Wir haben noch mit dem Besitzer der Slipanlage gesprochen und einigen anderen Anglern, welche alle bestätigten das diese Fänge seid etwa 2-3 Wochen normal sind. 
Hat jemand eine Theorie zu dem Thema? Fahren die Kutter nun absichtlich Gebiete an die wenig, aber dafür den einen oder anderen Laichdorsch bringen oder erzählt einfach nur keiner etwas von guten Fängen..........

Wer einen GPS Track von der Tour haben möchte klickt HIER


----------



## BennyO (22. Februar 2007)

*AW: Massive Unterschiede der Fänge, Kutter/Kleinboot?*

^Hört sich ja nach 2 super Touren an. Kann dazu leider auch nichts näheres sagen. Aber glückwunsch zu den Fänegen.



Gruß´BEnny


----------



## AndreL (22. Februar 2007)

*AW: Massive Unterschiede der Fänge, Kutter/Kleinboot?*



Tyron schrieb:


> @ AndreL: Hast Post...



Ääää, nö, habe ich nicht......


----------



## HD4ever (22. Februar 2007)

*AW: Massive Unterschiede der Fänge, Kutter/Kleinboot?*

klar hat man solche Traumtage ... (ich übrigends noch nicht so in den Maßen) .. aber oft genug halt auch nicht ... 
mir reichen auch immer schon 3-5 schöne Dorsche,  mit Glück etwas silber und ein schönen Tag auf der Ostsee #6


----------



## HD4ever (22. Februar 2007)

*AW: Massive Unterschiede der Fänge, Kutter/Kleinboot?*

denke das das vielleicht auch mal so rum, dann auch wieder andersrum ist ....|kopfkrat
wenn die Dorsche sich im Flachwasser rumtummeln sind die Kleinbootfahrer im Vorteil - wenn weiter draußen räumen die aufm Kutter bestimmt besser ab ...


----------



## AndreL (22. Februar 2007)

*AW: Massive Unterschiede der Fänge, Kutter/Kleinboot?*



HD4ever schrieb:


> klar hat man solche Traumtage ... (ich übrigends noch nicht so in den Maßen) .. aber oft genug halt auch nicht ...
> mir reichen auch immer schon 3-5 schöne Dorsche,  mit Glück etwas silber und ein schönen Tag auf der Ostsee #6



Hmmm,
also ehrlich gesagt war das vor 3-6 Jahren noch der Standard, allerdings nicht diese Größen.

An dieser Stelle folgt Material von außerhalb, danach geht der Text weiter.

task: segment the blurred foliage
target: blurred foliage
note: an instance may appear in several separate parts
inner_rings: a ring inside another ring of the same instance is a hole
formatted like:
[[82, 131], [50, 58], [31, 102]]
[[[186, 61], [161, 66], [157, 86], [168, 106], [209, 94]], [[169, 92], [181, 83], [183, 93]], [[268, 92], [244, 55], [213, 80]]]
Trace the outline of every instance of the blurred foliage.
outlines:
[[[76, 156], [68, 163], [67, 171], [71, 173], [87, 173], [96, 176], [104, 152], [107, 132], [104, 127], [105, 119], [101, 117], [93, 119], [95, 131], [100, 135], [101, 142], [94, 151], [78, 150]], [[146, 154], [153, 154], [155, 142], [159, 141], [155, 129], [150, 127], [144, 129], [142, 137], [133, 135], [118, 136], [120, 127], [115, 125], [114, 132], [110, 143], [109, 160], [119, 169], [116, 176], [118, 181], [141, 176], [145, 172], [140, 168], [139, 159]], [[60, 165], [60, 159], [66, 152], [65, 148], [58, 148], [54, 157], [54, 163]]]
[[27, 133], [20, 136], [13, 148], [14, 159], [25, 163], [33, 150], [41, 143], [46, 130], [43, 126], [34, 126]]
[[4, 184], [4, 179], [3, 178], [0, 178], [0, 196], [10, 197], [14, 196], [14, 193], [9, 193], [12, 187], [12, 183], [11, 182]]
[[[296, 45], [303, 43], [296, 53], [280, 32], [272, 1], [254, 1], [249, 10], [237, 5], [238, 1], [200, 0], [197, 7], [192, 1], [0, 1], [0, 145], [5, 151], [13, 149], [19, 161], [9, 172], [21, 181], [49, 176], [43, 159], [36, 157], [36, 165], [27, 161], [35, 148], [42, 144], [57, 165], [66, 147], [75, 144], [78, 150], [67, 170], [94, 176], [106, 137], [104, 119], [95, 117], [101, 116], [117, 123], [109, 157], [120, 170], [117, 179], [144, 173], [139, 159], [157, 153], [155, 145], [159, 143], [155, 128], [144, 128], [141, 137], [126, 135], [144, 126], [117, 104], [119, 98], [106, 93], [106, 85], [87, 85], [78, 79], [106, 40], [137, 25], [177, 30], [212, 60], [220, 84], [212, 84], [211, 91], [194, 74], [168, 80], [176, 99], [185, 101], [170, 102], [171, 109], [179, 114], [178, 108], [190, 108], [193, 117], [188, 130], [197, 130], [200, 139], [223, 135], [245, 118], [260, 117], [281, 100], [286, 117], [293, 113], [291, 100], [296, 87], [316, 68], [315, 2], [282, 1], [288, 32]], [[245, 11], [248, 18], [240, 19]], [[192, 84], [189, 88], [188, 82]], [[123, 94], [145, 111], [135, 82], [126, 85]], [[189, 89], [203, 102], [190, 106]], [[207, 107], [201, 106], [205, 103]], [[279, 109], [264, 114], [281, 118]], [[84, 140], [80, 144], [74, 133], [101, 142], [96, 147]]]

Sicher reichen auch 5 schöne Dorsche, ich muß aber zugeben das ich lieber "etwas" mehr fange da ich auch sehr gerne Dorschfilet esse und das war in den letzten beiden Jahren leider sehr wenig da ich auch nicht mehr so oft loskomme.

Zu deinen Forellen,
die werden (sofern man gezielt drauf angelt vor Hohenfelde auch zurzeit in recht beachtlichen Stückzahlen und Grössen beim Schleppen gefangen. Aber das ist nicht mein Zielfisch, ich esse lieber Dorsch.....


----------



## Joschitier (22. Februar 2007)

*AW: Massive Unterschiede der Fänge, Kutter/Kleinboot?*

Wer momentan auf die Kutter geht, sollte schon gut angeln, bzw. Pilken können, da die Kutter momentan ja auf die etwas "größeren" gehen (auch wenn es die meisten Kapitäne nicht zugeben möchten).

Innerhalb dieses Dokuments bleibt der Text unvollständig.